Turkey's 2021 results: high inflation and the lira’s fall

Turkey's 2021 results: high inflation and the lira’s fall

At the end of 2021, the inflation rate in Turkey reached a 19-year high. The reason for this was the currency collapse, which led to a sharp increase in the cost of imports. At the same time, commodity prices rose by 36% in December compared to the same period of the previous year. 

Price increases were also driven by nearly 54% year-on-year growth in transportation costs. The cost of food and beverages increased by 43.8%. Prices for household appliances and hotel services have increased by more than 40% compared to last year. 
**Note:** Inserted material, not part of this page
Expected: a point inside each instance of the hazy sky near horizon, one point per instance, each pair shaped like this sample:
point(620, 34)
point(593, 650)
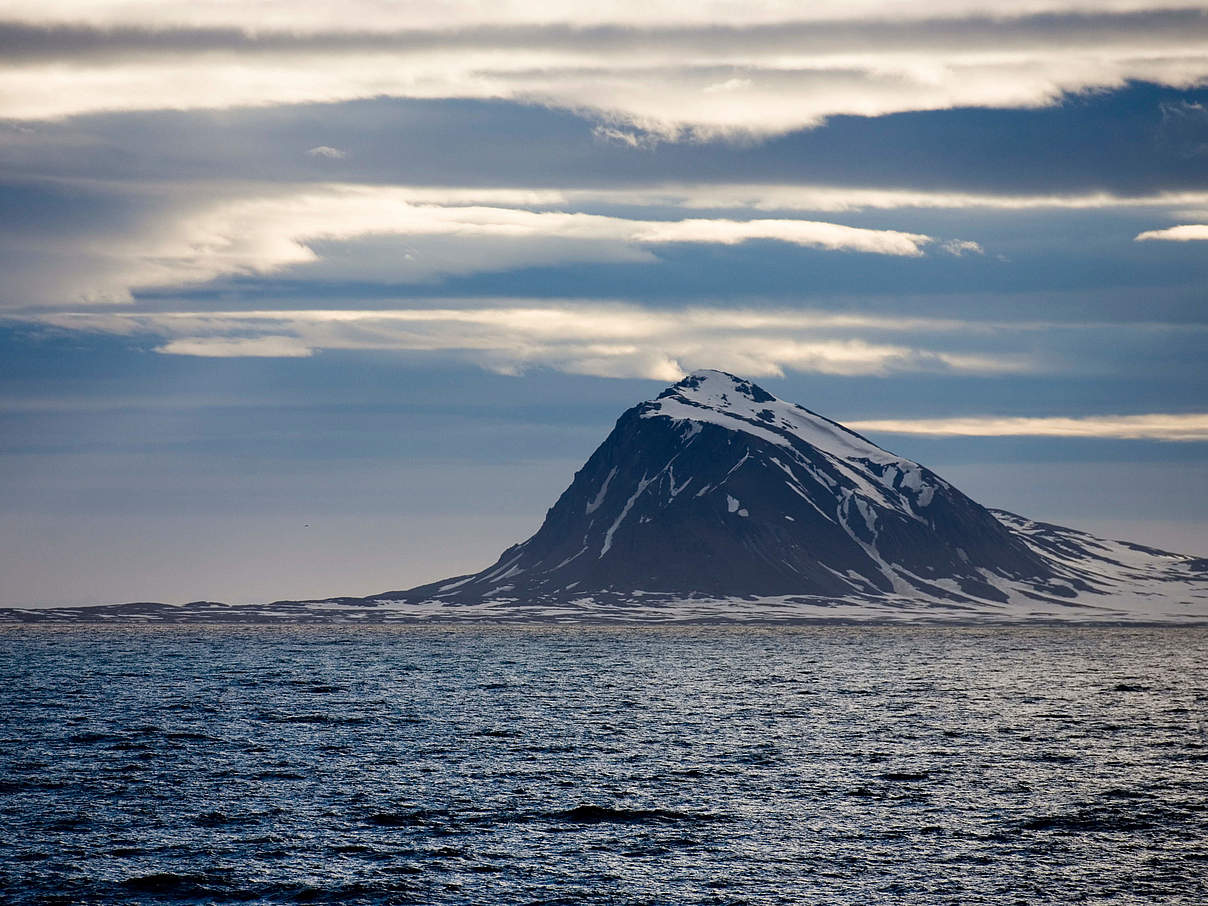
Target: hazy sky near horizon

Over the past year, the Turkish lira has lost more than 40% in value against the US dollar. Such a sharp drop was caused by the new policy of the Central Bank of the country - lowering interest rates, not raising them, in the face of rapidly rising prices. At the same time, this course was supported by the President of the country, declaring foreign intervention the main cause of Turkey's economic problems. 

Soaring prices and a depreciating currency have already forced the government to take a series of emergency measures to try to protect workers and savers. So, in November 2021, Erdogan announced an increase in the minimum wage in the country by almost 50%, and also announced the creation of a new type of deposit account in the Turkish lira, the purpose of which is to protect depositors from devaluation. 

On January 4, 2022, Recep Tayyip Erdogan delivered a speech regarding Turkey's economic policy for the current year. The President noted that despite the difficulties, the country will stick to the course taken. The new economic model, which prioritizes the growth of production, exports and investment, will make the state much more developed. According to Erdogan, the export figure of $225 billion for 2021 shows that the country is on the right track.